I make biscuits on the weekend so Roth and I can make breakfast sandwiches during the week. I make little egg cups and bacon to go along with the biscuits, it makes for an inexpensive and quick breakfast for the work week.
I love this recipe because it is so easy to make!
2 cups all purpose flour (Additional 1/4 cup for counter)
1 tablespoon baking powder
1/2 teaspoon baking soda
1/2 teaspoon salt
1 cup buttermilk
1/2 cup frozen butter (1 stick)
- Preheat oven to 450 degrees
- Sift all dry ingredients together, set aside until needed.
- Grate frozen butter with a large cheese grater, place grated butter back in freezer to get cold. Leave the left over nub to the side for later. Butter must be really cold for this biscuit recipe.

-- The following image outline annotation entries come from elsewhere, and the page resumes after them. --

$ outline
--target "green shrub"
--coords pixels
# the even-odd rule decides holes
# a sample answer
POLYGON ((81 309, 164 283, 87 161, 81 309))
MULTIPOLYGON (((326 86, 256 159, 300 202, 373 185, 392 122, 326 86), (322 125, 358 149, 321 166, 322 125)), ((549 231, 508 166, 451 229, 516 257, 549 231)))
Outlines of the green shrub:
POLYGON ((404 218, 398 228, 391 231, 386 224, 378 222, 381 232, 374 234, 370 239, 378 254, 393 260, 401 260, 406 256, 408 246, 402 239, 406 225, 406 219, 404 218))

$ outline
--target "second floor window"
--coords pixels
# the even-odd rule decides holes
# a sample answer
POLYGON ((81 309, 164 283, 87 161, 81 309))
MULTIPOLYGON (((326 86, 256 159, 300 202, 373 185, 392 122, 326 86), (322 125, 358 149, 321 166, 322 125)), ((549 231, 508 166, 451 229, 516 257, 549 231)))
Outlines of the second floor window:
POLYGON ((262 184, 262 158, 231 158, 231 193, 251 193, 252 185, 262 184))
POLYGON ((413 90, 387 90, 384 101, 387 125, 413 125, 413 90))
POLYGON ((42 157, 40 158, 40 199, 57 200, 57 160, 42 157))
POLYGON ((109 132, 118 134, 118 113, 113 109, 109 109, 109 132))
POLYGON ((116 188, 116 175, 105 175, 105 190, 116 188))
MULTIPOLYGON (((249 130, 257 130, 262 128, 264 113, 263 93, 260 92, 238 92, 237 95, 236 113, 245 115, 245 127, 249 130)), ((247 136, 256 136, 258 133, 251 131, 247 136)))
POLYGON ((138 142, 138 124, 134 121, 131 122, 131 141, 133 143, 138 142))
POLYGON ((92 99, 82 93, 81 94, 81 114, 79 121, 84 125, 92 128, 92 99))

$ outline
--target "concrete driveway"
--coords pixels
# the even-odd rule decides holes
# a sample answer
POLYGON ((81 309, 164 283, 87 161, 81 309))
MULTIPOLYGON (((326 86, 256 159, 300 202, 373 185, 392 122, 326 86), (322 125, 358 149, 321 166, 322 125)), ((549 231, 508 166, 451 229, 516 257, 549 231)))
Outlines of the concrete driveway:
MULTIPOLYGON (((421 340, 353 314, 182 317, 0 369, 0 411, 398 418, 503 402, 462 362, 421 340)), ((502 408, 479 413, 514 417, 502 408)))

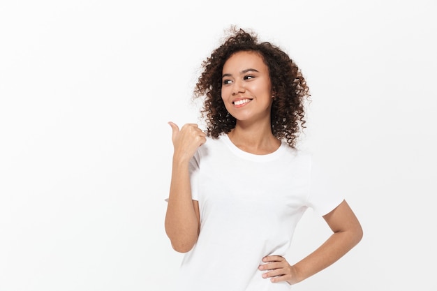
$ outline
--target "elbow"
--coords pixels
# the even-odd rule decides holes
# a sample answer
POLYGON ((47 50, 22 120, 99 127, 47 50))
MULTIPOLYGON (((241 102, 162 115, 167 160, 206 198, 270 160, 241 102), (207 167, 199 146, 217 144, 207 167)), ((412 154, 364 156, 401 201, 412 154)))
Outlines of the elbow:
POLYGON ((364 235, 364 232, 362 227, 359 224, 357 227, 355 227, 355 230, 354 231, 354 244, 357 245, 361 240, 362 239, 364 235))
POLYGON ((188 253, 194 246, 194 244, 188 242, 175 242, 172 241, 172 248, 178 253, 188 253))

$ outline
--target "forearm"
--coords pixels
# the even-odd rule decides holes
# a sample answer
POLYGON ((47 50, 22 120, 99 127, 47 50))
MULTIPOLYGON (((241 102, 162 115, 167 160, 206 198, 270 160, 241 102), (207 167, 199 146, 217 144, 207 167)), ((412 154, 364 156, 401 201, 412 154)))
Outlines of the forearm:
POLYGON ((177 251, 188 251, 197 240, 199 221, 191 199, 188 162, 173 161, 165 227, 177 251))
POLYGON ((296 263, 297 274, 294 283, 298 283, 322 271, 337 261, 361 239, 360 229, 334 233, 314 252, 296 263))

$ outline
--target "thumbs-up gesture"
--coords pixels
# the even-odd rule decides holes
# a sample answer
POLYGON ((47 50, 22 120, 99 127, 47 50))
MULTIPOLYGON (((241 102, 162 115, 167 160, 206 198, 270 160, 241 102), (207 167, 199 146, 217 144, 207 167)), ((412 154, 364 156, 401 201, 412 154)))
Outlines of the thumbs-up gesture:
POLYGON ((173 158, 179 161, 189 161, 199 147, 207 141, 205 133, 195 124, 186 124, 179 130, 173 122, 168 124, 172 127, 172 142, 175 152, 173 158))

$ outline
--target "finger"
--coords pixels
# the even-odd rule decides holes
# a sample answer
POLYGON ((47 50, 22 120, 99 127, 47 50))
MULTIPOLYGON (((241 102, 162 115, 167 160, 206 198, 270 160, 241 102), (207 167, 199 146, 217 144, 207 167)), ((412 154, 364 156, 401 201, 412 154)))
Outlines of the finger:
POLYGON ((168 124, 170 124, 170 126, 172 127, 172 140, 174 142, 176 136, 179 132, 179 126, 177 126, 175 123, 172 121, 169 121, 168 124))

- Add frozen grated butter to the flour mixture and mix with a fork or a pastry blender until the flour and butter are pea sized.
- Add cold buttermilk to the flour and butter and continue to mix with fork until a dough starts to form.
- Once the dough starts to form finish pulling it together with your hands.
- Turn the dough out onto a floured surface, press the dough into a rectangle and fold over into three. Repeat this step several times until the dough has plenty of layers. (Try not to use your hands for too long you want that butter to stay solid)
- Place leftover butter into a microwave safe bowl and melt.
- Cut the dough into biscuits, shape the biscuits and then place them on baking sheet or cast iron skillet.
- Coat the top of the unbaked biscuits with butter and bake at 450 for 10-12 minutes.